EVD is also called Ebola hemorrhagic fever (EHF). It is a viral hemorrhagic fever caused by the Ebolaviruses. Humans get infected with the virus when they acquire direct contact with the virus through broken skin, nose, mouth, or with blood, faeces, vomit, or bodily fluids of an infected person. The virus could also be present in semen and urine. People can also get infected when they make contact with contaminated bedding, clothing, etc. through broken skin. It is not an air-borne disease. Close contact with an infected person is needed to pass the virus on.
The disease was first described in 1976 after its outbreak in DR Congo and present South Sudan. There were generally under 500 cases reported every year. Between 1979 and 1994, there were no cases reported at all.
The symptoms of Ebola include:
- Sore throat
- Muscular pain
- Decreased liver and kidney function
Symptoms start to show from two days to three weeks after contracting the virus. Some people also bleed internally and externally. The fatal rate for this disease is very high, with 25 – 90 % of the affected people dying. Death happens usually because of low blood pressure due to fluid loss and occurs 6 to 16 days after the symptoms appear. People can also die from multiple organ failure.
- The first case in this epidemic (index case) is believed to be a one-year-old boy and was reported to be in a village in Guinea in December 2013. Bats are suspected to be involved in the spread of the virus.
- By March 2014, Guinea reported 59 deaths due to Ebola. By May, there were 281 cases and 186 fatalities.
- By Mid-April, the disease hit Liberia and then Sierra Leone. The disease was spreading rapidly in these parts and a small number of people were also affected in Nigeria and Mali.
- The disease was imported to four other countries too, as a result of aid workers travelling, the countries being the USA, Spain, the UK and Senegal. The three major countries affected most were Liberia, Sierra Leone and Guinea.
- By March 2015, there were more than 25000 cases reported and more than 10000 deaths.
- The epidemics in Nigeria and Senegal were declared over by the World Health Organisation (WHO) in October 2014.
- Sierra Leone was declared free of the disease in November 2015.
- Guinea was declared Ebola-free in December 2015.
- In January 2016, the WHO declared Liberia to be Ebola-free. Liberia was one of the worst affected in this pandemic with a little over 4800 deaths.

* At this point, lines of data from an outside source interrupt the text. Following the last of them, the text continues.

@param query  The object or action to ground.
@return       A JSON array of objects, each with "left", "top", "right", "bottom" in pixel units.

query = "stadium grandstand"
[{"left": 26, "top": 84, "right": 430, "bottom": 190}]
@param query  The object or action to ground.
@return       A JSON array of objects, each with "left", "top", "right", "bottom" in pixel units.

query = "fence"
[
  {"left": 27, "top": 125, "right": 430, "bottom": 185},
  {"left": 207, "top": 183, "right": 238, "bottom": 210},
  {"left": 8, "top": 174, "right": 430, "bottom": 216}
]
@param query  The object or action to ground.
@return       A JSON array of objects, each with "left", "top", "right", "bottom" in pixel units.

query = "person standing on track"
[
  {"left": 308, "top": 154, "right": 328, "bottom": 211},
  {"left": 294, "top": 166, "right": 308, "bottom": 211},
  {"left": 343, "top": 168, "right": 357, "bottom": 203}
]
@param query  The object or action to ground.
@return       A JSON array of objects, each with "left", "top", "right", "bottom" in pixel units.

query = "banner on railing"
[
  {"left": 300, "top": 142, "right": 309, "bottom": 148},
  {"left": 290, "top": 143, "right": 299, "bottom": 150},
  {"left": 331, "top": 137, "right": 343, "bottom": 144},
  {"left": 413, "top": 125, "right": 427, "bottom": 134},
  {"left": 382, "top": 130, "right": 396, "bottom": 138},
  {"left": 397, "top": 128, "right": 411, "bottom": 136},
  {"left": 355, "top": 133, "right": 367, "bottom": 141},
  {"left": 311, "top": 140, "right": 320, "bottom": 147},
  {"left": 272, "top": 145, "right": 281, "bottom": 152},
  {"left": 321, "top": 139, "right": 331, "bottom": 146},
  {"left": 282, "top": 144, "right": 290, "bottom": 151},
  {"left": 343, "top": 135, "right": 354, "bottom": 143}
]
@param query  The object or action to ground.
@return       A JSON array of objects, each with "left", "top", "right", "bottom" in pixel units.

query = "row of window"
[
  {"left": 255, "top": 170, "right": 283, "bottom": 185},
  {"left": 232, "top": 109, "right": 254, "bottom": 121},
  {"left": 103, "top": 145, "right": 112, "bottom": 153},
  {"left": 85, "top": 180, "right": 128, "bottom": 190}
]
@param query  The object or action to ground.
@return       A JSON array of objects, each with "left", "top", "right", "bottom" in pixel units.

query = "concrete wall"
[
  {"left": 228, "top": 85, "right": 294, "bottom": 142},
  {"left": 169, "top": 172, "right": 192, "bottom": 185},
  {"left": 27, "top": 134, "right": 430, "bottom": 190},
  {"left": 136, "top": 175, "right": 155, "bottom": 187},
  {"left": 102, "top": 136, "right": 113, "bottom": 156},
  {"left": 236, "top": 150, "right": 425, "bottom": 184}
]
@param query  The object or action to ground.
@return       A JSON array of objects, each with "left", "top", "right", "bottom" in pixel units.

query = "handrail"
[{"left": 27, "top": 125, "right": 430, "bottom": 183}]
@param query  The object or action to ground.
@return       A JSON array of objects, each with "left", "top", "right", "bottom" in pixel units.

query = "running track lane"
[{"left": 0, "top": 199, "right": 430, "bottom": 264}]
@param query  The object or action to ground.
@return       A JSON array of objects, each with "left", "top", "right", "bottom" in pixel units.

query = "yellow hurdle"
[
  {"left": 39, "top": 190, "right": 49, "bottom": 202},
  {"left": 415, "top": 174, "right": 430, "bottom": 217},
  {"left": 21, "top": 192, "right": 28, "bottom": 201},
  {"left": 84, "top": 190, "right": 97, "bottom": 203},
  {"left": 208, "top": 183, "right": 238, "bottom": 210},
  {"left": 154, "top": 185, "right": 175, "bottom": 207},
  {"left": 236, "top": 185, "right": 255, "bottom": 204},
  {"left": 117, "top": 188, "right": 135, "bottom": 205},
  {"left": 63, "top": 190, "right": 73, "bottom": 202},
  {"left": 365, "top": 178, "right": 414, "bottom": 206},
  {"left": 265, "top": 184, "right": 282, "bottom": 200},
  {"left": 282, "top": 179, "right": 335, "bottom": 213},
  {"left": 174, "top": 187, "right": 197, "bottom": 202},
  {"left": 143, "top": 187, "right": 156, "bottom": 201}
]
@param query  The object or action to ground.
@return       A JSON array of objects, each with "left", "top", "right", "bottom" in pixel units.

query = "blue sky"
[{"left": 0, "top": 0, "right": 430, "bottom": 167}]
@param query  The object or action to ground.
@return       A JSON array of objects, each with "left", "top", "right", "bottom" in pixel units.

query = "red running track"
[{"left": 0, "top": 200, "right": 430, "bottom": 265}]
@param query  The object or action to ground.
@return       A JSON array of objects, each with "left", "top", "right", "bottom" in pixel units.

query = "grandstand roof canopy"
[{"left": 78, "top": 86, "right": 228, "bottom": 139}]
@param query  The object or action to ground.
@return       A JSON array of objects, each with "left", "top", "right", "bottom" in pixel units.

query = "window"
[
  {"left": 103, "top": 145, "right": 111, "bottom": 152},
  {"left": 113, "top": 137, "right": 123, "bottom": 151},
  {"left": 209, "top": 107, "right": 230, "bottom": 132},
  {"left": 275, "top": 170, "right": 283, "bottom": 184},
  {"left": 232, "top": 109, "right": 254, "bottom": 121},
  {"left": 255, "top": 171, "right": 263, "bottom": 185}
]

As such, there is no treatment for Ebola. In 2016, a vaccine was developed offering 70 – 100% prevention against the disease, called rVSV-ZEBOV vaccine.
An infected person should be isolated completely. Caregivers should wear full protective gear while handling Ebola patients.
The Ebola Pandemic is an important topic coming under various sub-topics such as public health, epidemics, community health management, health facilities, etc. It is a topic that can be cited in essays concerning these or related topics. The role played by the WHO, governments, health departments, health workers and the community at large, are all factors that need to be thought about and prepared for the UPSC exam. They generally come under General Studies 2 of the IAS exam.